Thanks a lot for the response! I have calculated the growth rate to get the population size to ~what it "should" be in the present, but that growth rate is also for a population that is coming out of a previous bottleneck, so I'm not sure what the pop. size starts at in the past, to give it the right growth rate to get to the currently estimated Ne. But, that's no one's problem but mine!

All of my units are in generations and Ne, so hopefully we're getting at the right number of individuals!

Thanks again,
Jared

Hello, Jared.
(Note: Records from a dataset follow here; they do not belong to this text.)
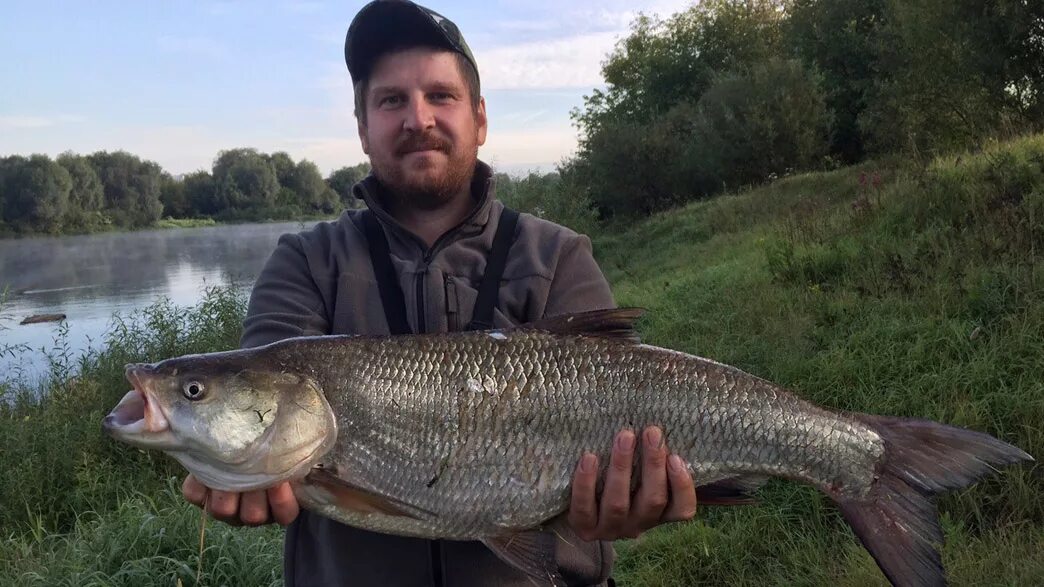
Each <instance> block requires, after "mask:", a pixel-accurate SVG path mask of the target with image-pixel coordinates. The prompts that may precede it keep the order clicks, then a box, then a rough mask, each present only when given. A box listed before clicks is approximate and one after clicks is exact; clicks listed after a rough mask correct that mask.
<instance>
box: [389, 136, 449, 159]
mask: <svg viewBox="0 0 1044 587" xmlns="http://www.w3.org/2000/svg"><path fill="white" fill-rule="evenodd" d="M452 146H453V145H452V144H451V143H450V142H449V141H448V140H446V139H444V138H442V137H440V136H437V135H435V134H433V133H407V134H405V135H403V136H402V138H400V139H399V142H398V144H396V149H395V151H396V154H397V155H406V154H408V152H414V151H418V150H441V151H444V152H449V151H450V149H451V148H452Z"/></svg>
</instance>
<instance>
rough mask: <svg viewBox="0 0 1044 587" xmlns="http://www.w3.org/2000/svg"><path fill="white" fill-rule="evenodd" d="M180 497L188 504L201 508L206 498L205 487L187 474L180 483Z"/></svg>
mask: <svg viewBox="0 0 1044 587" xmlns="http://www.w3.org/2000/svg"><path fill="white" fill-rule="evenodd" d="M182 495H184V496H185V500H186V501H188V502H189V503H193V504H195V506H199V507H203V502H204V499H206V498H207V487H206V486H204V485H203V484H201V483H199V482H198V480H197V479H196V478H195V477H194V476H192V475H191V474H189V475H188V476H186V477H185V482H184V483H182Z"/></svg>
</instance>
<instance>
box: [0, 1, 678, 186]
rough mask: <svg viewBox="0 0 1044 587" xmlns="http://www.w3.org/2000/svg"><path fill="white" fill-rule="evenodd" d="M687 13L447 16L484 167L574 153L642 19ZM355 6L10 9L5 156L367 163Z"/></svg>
mask: <svg viewBox="0 0 1044 587" xmlns="http://www.w3.org/2000/svg"><path fill="white" fill-rule="evenodd" d="M691 3H692V2H691V0H689V1H685V0H648V1H644V2H643V1H622V0H578V1H569V2H564V1H561V0H559V1H553V0H485V1H474V0H455V1H431V2H427V3H426V4H425V5H427V6H429V7H431V8H433V9H435V10H437V11H440V13H442V14H443V15H445V16H446V17H448V18H449V19H451V20H453V21H454V22H456V23H457V25H458V26H459V27H460V29H461V30H462V31H464V34H465V38H466V39H467V40H468V43H469V44H470V45H471V47H472V50H473V51H474V53H475V56H476V60H477V61H478V65H479V73H480V76H481V79H482V86H483V92H482V93H483V94H484V96H485V99H487V107H488V112H489V115H490V137H489V140H488V142H487V145H485V146H484V147H482V149H481V151H480V157H481V158H482V159H483V160H485V161H489V162H491V163H493V164H494V165H495V166H496V167H497V168H498V169H501V170H505V171H508V172H513V173H518V172H523V171H525V170H527V169H544V170H547V169H550V168H551V167H553V165H554V163H556V162H559V161H561V160H562V159H564V158H566V157H568V156H569V155H570V154H571V152H572V150H573V149H574V148H575V144H576V138H575V128H573V127H572V126H571V124H570V121H569V111H570V110H571V109H572V108H574V107H578V105H580V104H582V103H583V96H584V95H585V94H589V93H591V91H592V90H593V89H594V88H596V87H599V86H600V84H601V77H600V74H599V66H600V64H601V62H602V61H603V60H604V58H606V55H607V54H608V52H609V51H610V50H611V49H612V47H613V45H614V43H615V41H616V40H618V39H620V38H622V37H623V36H625V34H626V31H627V29H628V25H630V23H631V22H632V21H633V20H634V18H635V17H636V16H637V15H638V13H639V11H642V13H645V14H659V15H661V16H667V15H670V14H672V13H674V11H677V10H679V9H682V8H684V7H685V6H686V5H689V4H691ZM363 4H364V2H360V1H339V2H334V1H292V0H282V1H277V0H272V1H198V2H191V1H173V0H164V1H160V0H150V1H143V2H132V1H129V0H124V1H106V0H102V1H96V2H84V1H71V0H70V1H62V2H58V1H53V0H4V2H3V10H2V15H3V16H2V19H0V54H2V55H3V57H2V58H0V80H2V88H3V89H2V90H0V155H10V154H22V155H27V154H30V152H45V154H48V155H51V156H55V155H57V154H58V152H62V151H64V150H73V151H76V152H85V154H86V152H93V151H95V150H100V149H109V150H114V149H125V150H128V151H131V152H134V154H136V155H139V156H141V157H144V158H146V159H150V160H152V161H156V162H158V163H160V164H161V165H162V166H163V167H164V168H165V169H167V170H168V171H170V172H172V173H184V172H188V171H193V170H195V169H210V166H211V163H212V161H213V159H214V157H215V156H216V155H217V151H218V150H220V149H226V148H235V147H240V146H251V147H256V148H258V149H260V150H262V151H267V152H270V151H276V150H285V151H287V152H289V154H290V155H291V157H293V158H294V159H301V158H307V159H310V160H312V161H314V162H315V163H317V164H318V165H319V168H321V169H322V170H323V171H324V173H329V172H330V171H332V170H333V169H336V168H337V167H340V166H342V165H352V164H355V163H358V162H361V161H364V156H363V155H362V151H361V149H360V147H359V144H358V138H357V136H356V131H355V127H356V126H355V119H354V117H353V116H352V92H351V85H350V80H349V76H348V70H347V68H346V67H345V63H343V54H342V47H343V40H345V31H346V30H347V29H348V24H349V22H351V19H352V17H353V16H354V15H355V13H356V11H358V9H359V8H360V7H361V6H362V5H363Z"/></svg>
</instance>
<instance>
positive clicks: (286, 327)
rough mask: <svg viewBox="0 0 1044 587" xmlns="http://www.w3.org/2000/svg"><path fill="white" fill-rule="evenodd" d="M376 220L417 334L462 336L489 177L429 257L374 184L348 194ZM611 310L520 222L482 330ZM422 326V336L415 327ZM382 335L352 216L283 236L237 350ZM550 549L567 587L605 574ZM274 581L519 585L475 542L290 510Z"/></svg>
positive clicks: (594, 561) (565, 239)
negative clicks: (443, 538) (425, 539)
mask: <svg viewBox="0 0 1044 587" xmlns="http://www.w3.org/2000/svg"><path fill="white" fill-rule="evenodd" d="M354 190H355V195H356V196H357V197H360V198H362V199H364V201H365V202H366V204H367V206H369V207H370V209H371V210H373V212H374V213H375V214H376V216H377V218H378V219H379V220H380V222H381V225H382V227H383V229H384V233H385V235H386V236H387V241H388V248H389V250H390V254H392V262H393V265H394V267H395V269H396V273H397V275H398V276H399V284H400V286H401V288H402V291H403V294H404V296H405V300H406V313H407V322H408V323H409V325H410V328H411V329H412V330H413V331H414V332H417V331H421V330H423V331H426V332H445V331H454V330H461V329H464V328H465V327H466V326H467V325H468V323H469V322H470V321H471V319H472V312H473V308H474V304H475V298H476V296H477V290H478V285H479V283H480V282H481V278H482V274H483V272H484V268H485V260H487V255H488V254H489V251H490V248H491V245H492V242H493V236H494V234H495V233H496V229H497V224H498V221H499V218H500V211H501V210H502V209H503V205H502V204H501V203H500V202H498V201H497V199H496V198H495V195H494V182H493V174H492V170H491V169H490V167H489V166H487V165H485V164H483V163H481V162H479V163H478V165H477V167H476V170H475V175H474V180H473V182H472V195H473V197H474V198H475V207H474V209H473V210H472V212H471V213H470V215H469V216H468V217H467V218H466V219H465V220H464V222H461V224H460V225H459V226H457V227H456V228H454V229H452V230H450V231H449V232H447V233H446V234H445V235H443V236H442V237H441V238H440V239H438V240H437V241H436V242H435V243H434V245H432V246H431V248H428V246H427V245H426V244H425V243H424V242H423V241H422V240H421V239H420V238H419V237H417V236H416V235H414V234H412V233H410V232H409V231H407V230H406V229H404V228H403V227H402V226H401V225H399V224H398V222H397V221H396V220H395V219H394V218H393V217H392V216H390V215H389V214H388V213H387V211H386V210H385V208H384V207H383V206H382V202H381V201H382V198H381V195H380V186H379V185H378V183H377V181H376V180H375V179H374V178H373V177H370V178H366V179H365V180H363V181H362V182H360V183H359V184H357V185H356V186H355V187H354ZM613 306H614V302H613V297H612V294H611V292H610V288H609V284H608V283H607V282H606V278H604V277H603V276H602V274H601V272H600V271H599V268H598V265H597V264H596V263H595V261H594V258H593V257H592V255H591V241H590V240H589V239H588V238H587V237H586V236H582V235H577V234H576V233H574V232H572V231H570V230H569V229H566V228H563V227H561V226H559V225H555V224H552V222H549V221H546V220H542V219H540V218H537V217H535V216H531V215H529V214H522V215H521V217H520V218H519V224H518V227H517V229H516V235H515V241H514V243H513V244H512V248H511V251H509V254H508V260H507V264H506V266H505V268H504V274H503V280H502V282H501V287H500V291H499V300H498V305H497V308H496V309H495V312H494V313H495V315H494V323H495V326H497V327H507V326H512V325H517V324H521V323H525V322H530V321H533V320H539V319H542V318H545V316H550V315H556V314H562V313H568V312H575V311H584V310H592V309H601V308H610V307H613ZM421 324H423V325H424V328H423V329H420V328H418V326H419V325H421ZM353 333H354V334H387V333H388V326H387V321H386V319H385V314H384V309H383V307H382V305H381V298H380V295H379V292H378V288H377V281H376V278H375V277H374V272H373V267H372V265H371V260H370V250H369V246H367V243H366V239H365V236H364V232H363V228H362V222H361V218H360V211H357V210H349V211H346V212H345V213H343V214H342V215H341V216H340V218H339V219H337V220H336V221H332V222H323V224H319V225H317V226H316V227H315V228H313V229H312V230H310V231H306V232H302V233H299V234H287V235H283V236H282V237H281V238H280V240H279V244H278V245H277V248H276V250H275V252H274V253H272V254H271V257H270V258H269V259H268V261H267V263H266V264H265V267H264V269H263V271H262V273H261V275H260V277H259V278H258V280H257V283H256V284H255V286H254V289H253V291H252V294H251V301H250V307H248V310H247V316H246V321H245V323H244V330H243V336H242V341H241V344H242V346H243V347H256V346H260V345H266V344H268V343H272V342H275V341H279V339H282V338H287V337H290V336H303V335H313V334H353ZM563 538H564V539H565V540H562V541H559V542H557V544H559V551H557V560H559V565H560V567H561V569H562V571H563V576H564V577H566V578H567V579H568V580H569V581H570V583H571V584H576V585H599V584H602V583H604V581H606V579H607V577H608V576H609V571H610V568H611V566H612V561H613V548H612V545H611V544H609V543H601V542H584V541H582V540H579V539H578V538H577V537H575V536H572V537H563ZM284 574H285V581H286V585H287V586H289V587H306V586H313V585H314V586H332V585H357V586H366V587H369V586H374V587H377V586H380V587H384V586H418V587H420V586H446V587H458V586H459V587H465V586H468V587H471V586H475V587H477V586H480V585H481V586H491V585H500V586H516V585H517V586H519V587H521V586H526V587H529V586H531V582H530V581H529V580H528V579H527V578H526V576H525V574H523V573H521V572H520V571H518V570H516V569H514V568H513V567H511V566H508V565H506V564H505V563H503V562H501V561H500V560H499V559H498V558H497V557H496V556H494V555H493V554H492V553H491V551H490V550H489V549H488V548H487V547H485V546H484V545H482V544H481V543H480V542H454V541H430V540H422V539H417V538H405V537H399V536H389V535H382V534H375V533H371V532H365V531H362V530H357V529H353V527H349V526H347V525H343V524H340V523H338V522H335V521H333V520H330V519H328V518H324V517H322V516H317V515H314V514H311V513H309V512H302V513H301V515H300V516H299V517H298V519H296V520H295V521H294V522H293V523H292V524H291V525H290V526H289V527H288V529H287V533H286V542H285V549H284Z"/></svg>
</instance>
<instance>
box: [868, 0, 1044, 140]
mask: <svg viewBox="0 0 1044 587" xmlns="http://www.w3.org/2000/svg"><path fill="white" fill-rule="evenodd" d="M886 5H887V10H888V19H887V22H886V26H884V27H883V28H882V30H881V36H880V37H881V38H880V40H879V42H878V52H879V56H878V68H877V69H878V70H879V73H878V75H876V76H875V79H874V84H873V86H872V88H871V89H870V90H869V93H868V100H867V101H868V107H867V109H865V110H864V111H863V113H862V114H861V115H860V117H859V124H860V127H861V128H862V132H863V135H864V137H865V138H867V141H868V142H869V143H870V144H871V146H872V148H873V150H875V151H879V152H887V151H895V150H899V149H907V150H916V151H918V152H922V154H924V155H925V156H931V155H934V154H939V152H946V151H950V150H953V149H957V148H965V147H967V146H969V145H971V144H975V143H977V142H979V141H981V140H982V139H983V138H986V137H989V136H995V135H997V134H1006V133H1010V132H1013V131H1014V132H1018V131H1020V130H1026V128H1028V130H1033V128H1040V127H1041V124H1042V123H1044V95H1042V91H1044V43H1042V41H1041V40H1042V39H1044V3H1041V2H1026V1H1024V0H997V1H996V2H986V3H983V2H980V1H973V0H944V1H929V0H909V1H902V2H900V1H898V0H887V2H886Z"/></svg>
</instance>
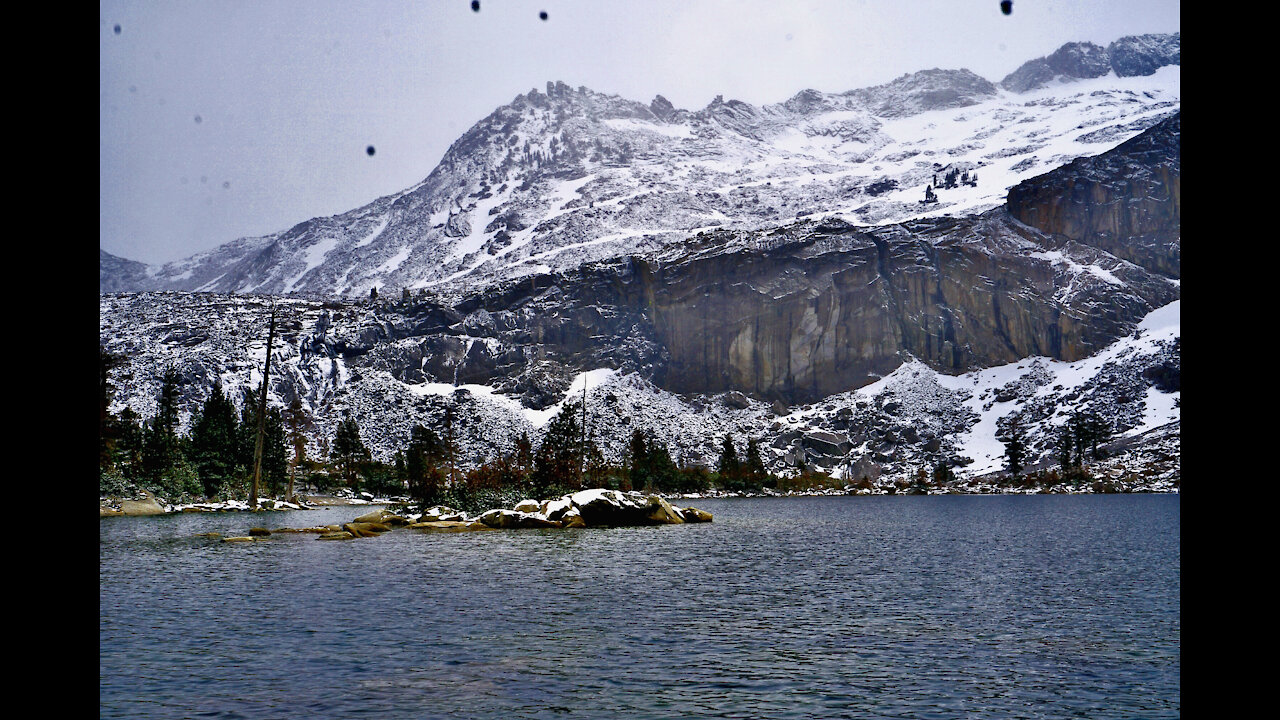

Briefly, I think the answer to your question is "no" - in other words, you need to work out what that modern-day size would be separately, and then specify it. It would be convenient to have either forwards- or backwards-time model specification in some cases, but there isn't.

And:
> Also, tangentially, I believe all population size references are in Ne units, not Nc, except for the sample numbers that refer to either monoploid genomes or individuals?

It is possible to think about things in this way, if you are familiar with coalescent theory.. I prefer to instead use more interpretable units: if you set all population sizes in units of 'individuals' and times in units of 'generations', then it's easier (for me) to keep things straight. It's true that msprime is a coalescent model, so is simulating back through a WF population (or something like it), for which Ne=Nc (if by "Nc" you mean the census size, anyhow).